Recentemente, foram abertas salas no shopping e a prefeitura investiu milhões num teatro imponente, mas cheio de problemas estruturais – espaçamento absurdo entre cadeiras, sem bilheteria, dimensão descabida – e sem pensar em sua funcionalidade para além de trazer grandes espetáculos de fora, e ser auditório ou palco para mostras de escolas de balé e afins. Um espaço longe do centro, que não dialoga com a cidade, bem distante de um teatro municipal que pudesse fomentar formação, produção e difusão regularmente como política pública de cultura e arte. Mas multiplicaram-se ainda mais, em qualquer rua, igrejas e mais igrejas. 

Curioso pensar sobre os países com melhor qualidade de vida do mundo, onde mais igrejas são transformadas em museus, bibliotecas, espaços culturais. Lugares que brasileiros visitam, como Holanda, Áustria, Suíça, e voltam deslumbrados pelas opções culturais. Mas voltam a Itabuna, por exemplo, e não sentem falta de museu, teatro ou cinema. 

A arte não faz parte da prática cotidiana de muitas cidades pequenas e médias. E de muitas cidades grandes, o que é o caso de Salvador. 

Devido ao nosso passado escravocrata, aristocrata e desigual, seria natural que entre as famílias abastadas a arte e a cultura pulsassem como num mundo à parte. Ao contrário, como já repeti por diversas vezes, parece que quanto mais abastada, mais abestada. Bairros tidos como nobres, em Salvador, como Pituba e Graça, não têm teatros nem cinemas (exceção feita ao Teatro Módulo, já quase Costa Azul). No Itaigara e na Barra, os shoppings da região salvam a falta de cinema. Mas vai-se falar em centros culturais, museus, e não se conta nos dedos de uma mão as raras opções em áreas ditas nobres. 

Se onde o dinheiro corre e os privilégios permanecem desigualmente há um vazio cultural, imaginem em bairros populares? Bem, há as igrejas crescendo, cada vez mais, para não ser injusto. 

Salvador tem na Avenida Sete, que vai da Barra à Praça Castro Alves, uma espécie de corredor cultural. Não é um corredor, assim como não é propriamente uma avenida, sendo uma forçação de barra que aceitamos sem pensar. Mas começa com o espaço do Instituto Cervantes, depois, Teatro Molière, passa pelo Teatro ACBEU, o Teatro do ICBA, para chegar ao Campo Grande e seguir com Teatro Vila Velha, Gamboa, o Martim dobrando pro Canela, o complexo do TCA... Bem, começava. O real corredor dos teatros ligados a institutos de línguas foi mutilado com a demolição do Teatro ACBEU. 

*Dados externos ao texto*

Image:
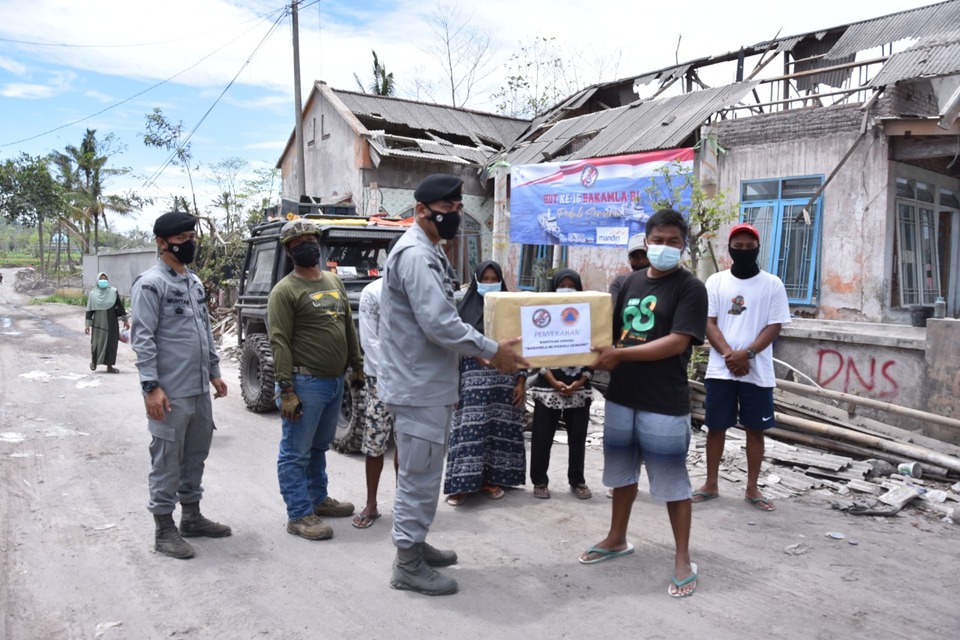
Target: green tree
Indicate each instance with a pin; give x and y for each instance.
(163, 134)
(29, 195)
(84, 175)
(706, 210)
(382, 83)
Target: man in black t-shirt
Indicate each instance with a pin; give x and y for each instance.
(660, 313)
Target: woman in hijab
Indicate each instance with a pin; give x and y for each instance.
(104, 309)
(487, 449)
(563, 392)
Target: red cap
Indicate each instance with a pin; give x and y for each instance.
(745, 228)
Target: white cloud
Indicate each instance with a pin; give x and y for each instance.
(27, 91)
(102, 97)
(8, 64)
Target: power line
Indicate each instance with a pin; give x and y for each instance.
(67, 45)
(156, 174)
(136, 95)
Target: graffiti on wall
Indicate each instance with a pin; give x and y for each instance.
(860, 375)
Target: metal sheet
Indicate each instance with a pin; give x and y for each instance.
(898, 26)
(935, 55)
(437, 118)
(641, 126)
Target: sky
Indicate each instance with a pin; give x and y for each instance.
(224, 68)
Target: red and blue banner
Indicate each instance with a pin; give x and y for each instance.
(595, 202)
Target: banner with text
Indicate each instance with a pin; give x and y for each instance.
(595, 202)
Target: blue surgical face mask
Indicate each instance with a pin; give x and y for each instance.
(662, 257)
(483, 288)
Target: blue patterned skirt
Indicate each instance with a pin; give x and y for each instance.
(486, 442)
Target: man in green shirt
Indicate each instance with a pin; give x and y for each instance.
(313, 339)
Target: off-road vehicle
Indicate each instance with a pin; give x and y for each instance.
(353, 246)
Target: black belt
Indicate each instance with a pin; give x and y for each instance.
(308, 372)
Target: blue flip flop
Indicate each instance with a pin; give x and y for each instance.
(605, 554)
(679, 584)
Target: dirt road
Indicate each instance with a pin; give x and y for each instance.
(76, 557)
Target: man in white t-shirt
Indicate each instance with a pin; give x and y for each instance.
(746, 308)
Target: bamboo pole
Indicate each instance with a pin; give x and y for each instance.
(916, 414)
(911, 451)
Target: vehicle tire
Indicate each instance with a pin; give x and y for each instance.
(349, 434)
(256, 374)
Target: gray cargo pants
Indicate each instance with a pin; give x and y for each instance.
(178, 451)
(422, 434)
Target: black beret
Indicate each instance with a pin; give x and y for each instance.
(439, 186)
(172, 223)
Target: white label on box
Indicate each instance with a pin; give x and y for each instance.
(613, 235)
(555, 329)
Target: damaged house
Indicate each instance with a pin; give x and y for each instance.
(365, 154)
(842, 146)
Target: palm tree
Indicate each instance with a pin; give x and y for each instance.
(84, 174)
(382, 83)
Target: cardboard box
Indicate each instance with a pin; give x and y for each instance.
(558, 329)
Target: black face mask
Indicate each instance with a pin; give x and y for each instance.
(744, 262)
(183, 252)
(306, 254)
(447, 223)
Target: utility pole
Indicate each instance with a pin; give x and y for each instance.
(298, 106)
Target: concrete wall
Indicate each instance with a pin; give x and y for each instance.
(941, 389)
(909, 366)
(857, 227)
(122, 267)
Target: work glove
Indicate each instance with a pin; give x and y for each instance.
(290, 406)
(355, 379)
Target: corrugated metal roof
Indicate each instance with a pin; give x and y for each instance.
(898, 26)
(935, 55)
(641, 126)
(431, 117)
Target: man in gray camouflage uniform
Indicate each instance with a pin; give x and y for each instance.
(178, 364)
(421, 335)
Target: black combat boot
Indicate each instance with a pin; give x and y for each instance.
(194, 525)
(437, 557)
(168, 540)
(411, 573)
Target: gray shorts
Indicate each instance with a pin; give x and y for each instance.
(632, 438)
(378, 423)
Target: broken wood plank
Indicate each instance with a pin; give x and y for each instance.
(864, 487)
(900, 496)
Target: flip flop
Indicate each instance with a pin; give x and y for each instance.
(761, 503)
(493, 491)
(364, 520)
(703, 496)
(605, 554)
(679, 584)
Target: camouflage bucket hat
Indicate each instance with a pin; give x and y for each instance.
(297, 228)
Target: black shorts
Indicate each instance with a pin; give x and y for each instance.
(728, 400)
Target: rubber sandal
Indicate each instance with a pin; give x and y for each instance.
(493, 491)
(679, 584)
(365, 520)
(605, 554)
(703, 496)
(761, 503)
(582, 491)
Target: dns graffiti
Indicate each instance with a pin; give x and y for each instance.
(833, 366)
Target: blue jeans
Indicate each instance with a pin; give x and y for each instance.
(302, 463)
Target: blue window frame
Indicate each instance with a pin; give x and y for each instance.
(790, 243)
(534, 260)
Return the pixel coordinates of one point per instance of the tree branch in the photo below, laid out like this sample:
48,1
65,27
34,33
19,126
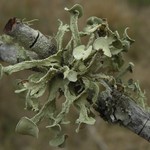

Um dos espaços de mais história na cidade, que ainda possuía biblioteca e galeria de arte, deixou de existir no Corredor da Vitória, zona nobre de Salvador; que pareceu nem se afetar. Lá, vi muito do que me formou, do que me encantou.  

Não deixa de ser um reflexo do momento do país. Onde há gente que persegue e renega artes, cultura, educação. Admira tanto a Europa, essa gente, mas quer seu país na sombra. 

Em meio ao caos, à descrença em políticas públicas para a cultura, e à letargia de um povo que se aceita mais inculto e sem arte, domado pelo sistema de entretenimento do capital, vai junto aos escombros do Teatro ACBEU mais um pouco de nossa esperança numa cidade melhor.